Donald Petrie directs this spiffy romantic comedy based on a clever screenplay by Kristen Buckley, Brian Regan, and Burr Steers. Kate Hudson, who was so endearing in Almost Famous, is perky and funny as the ambitious journalist who is surprised by her own feelings toward the man she is deliberately spurning. Matthew McConaughey is a hoot as a self-absorbed male who learns that love means exhibiting patience, self-sacrifice, and the willingness to bear all things. The screen chemistry between these two is convincing. How to Lose A Guy in 10 Days explores sexual politics in many winning and funny ways and proves that equanimity in a man is a great aphrodisiac.
The special edition DVD contains an audio commentary with director Donald Petrie, cast and crew interviews, deleted scenes, and featurettes on mapping out the perfect movie and the perfect movie location.
Spiritually Literate Readings of
How to Lose a Guy in 10 Days
Disposable Relationships. We live in an age of disposable relationships. Teenagers and young adults expect to run through a succession of boyfriends and girlfriends. Some take great pride in the variety of affairs they've had in a year. Fifty percent of marriages don't last because, among other things, couples don't seem to be committed to the vows made in front of their partners, family, and friends. It's almost as if the gaming principle has taken over contemporary relationships where playing the field and winning (self-gratification) are all important.
In How to Lose a Guy in 10 Days, Andie, a women's magazine columnist, and Benjamin, an ambitious ad executive, are players who want to be winners at work and number one in their relationships. They are perfectly willing to deceive and use their partner to achieve their self-centered goals. Nothing commendable about this but it does hit the mark as a telling depiction of modern day sexual politics.
Equanimity Practice. As part of his campaign to win a big diamond account, Benjamin is willing to do anything to stay in a romantic relationship with Andie for ten days, concluding with a party where he must show her off to his boss as a woman madly in love with him. To accomplish this goal, he is willing to endure anything and everything she does that rubs him the wrong way. Although the writers probably didn't have the spiritual practice of equanimity in mind when they wrote the screenplay, this quality of being unruffled by troubles is exactly what Benjamin demonstrates.
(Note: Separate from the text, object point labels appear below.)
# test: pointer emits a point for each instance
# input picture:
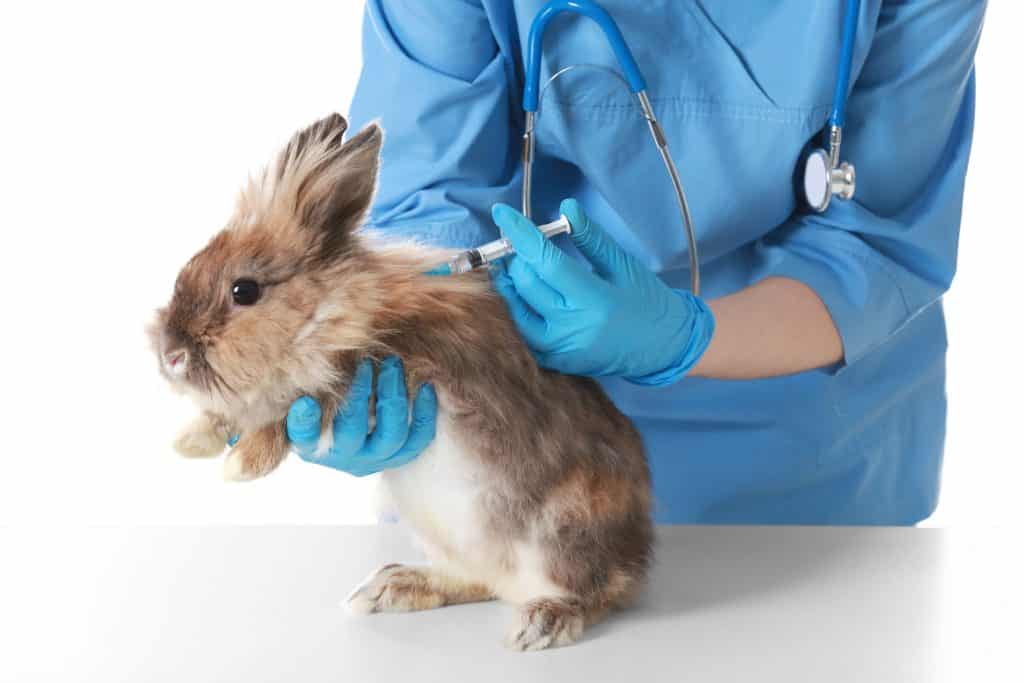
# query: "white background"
(126, 129)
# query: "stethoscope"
(823, 176)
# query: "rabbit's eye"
(245, 292)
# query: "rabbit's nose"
(176, 361)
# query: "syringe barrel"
(472, 259)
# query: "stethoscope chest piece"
(822, 179)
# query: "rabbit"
(536, 489)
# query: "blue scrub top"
(740, 88)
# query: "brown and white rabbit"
(536, 488)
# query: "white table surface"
(248, 604)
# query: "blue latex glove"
(395, 439)
(616, 319)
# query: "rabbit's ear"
(332, 181)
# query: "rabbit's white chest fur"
(440, 496)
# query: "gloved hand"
(619, 319)
(394, 441)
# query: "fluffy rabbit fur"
(536, 489)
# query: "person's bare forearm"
(776, 327)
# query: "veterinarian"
(806, 385)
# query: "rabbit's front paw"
(395, 588)
(256, 454)
(546, 623)
(204, 437)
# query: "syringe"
(471, 259)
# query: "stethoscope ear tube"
(637, 85)
(535, 47)
(824, 173)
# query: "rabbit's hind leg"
(396, 588)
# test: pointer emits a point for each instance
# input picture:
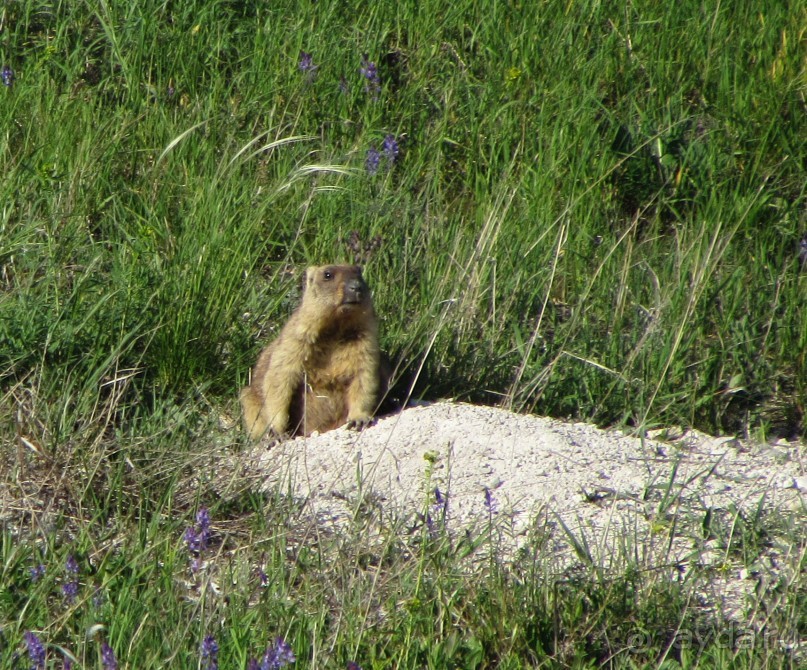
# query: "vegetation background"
(586, 209)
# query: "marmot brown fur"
(324, 369)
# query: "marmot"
(324, 369)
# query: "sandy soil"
(574, 485)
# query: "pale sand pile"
(623, 496)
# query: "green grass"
(596, 213)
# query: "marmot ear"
(308, 279)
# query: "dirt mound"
(595, 496)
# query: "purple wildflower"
(198, 536)
(306, 65)
(70, 591)
(490, 502)
(390, 149)
(108, 659)
(369, 71)
(440, 501)
(277, 655)
(36, 650)
(7, 75)
(372, 161)
(210, 653)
Wayne Muller in Legacy of the Heart writes: "Equanimity is the ability to experience the changes in our lives, circumstances, and feelings and still remain calm, centered and unmoved. The image most often used to illustrate the quality of equanimity is that of a mountain. The mountain sits there as the sun shines on it, the rain drenches it, it is covered by snow and struck by lightning. Through it all, through all the changing conditions, the mountain remains unwavering."
Benjamin is a mountain as Andie besieges him with the worst things she can imagine to do to a lover. Throughout it all, he is patient and accommodating. His motto: Every situation is workable. Imagine what would happen in relationships if more lovers practiced equanimity. Imagine what would be possible if marriage partners remained unruffled in the face of disappointments and difficulties. Be a mountain and know that every situation in life is workable. Those are pretty good lessons to learn while laughing along with this romantic comedy.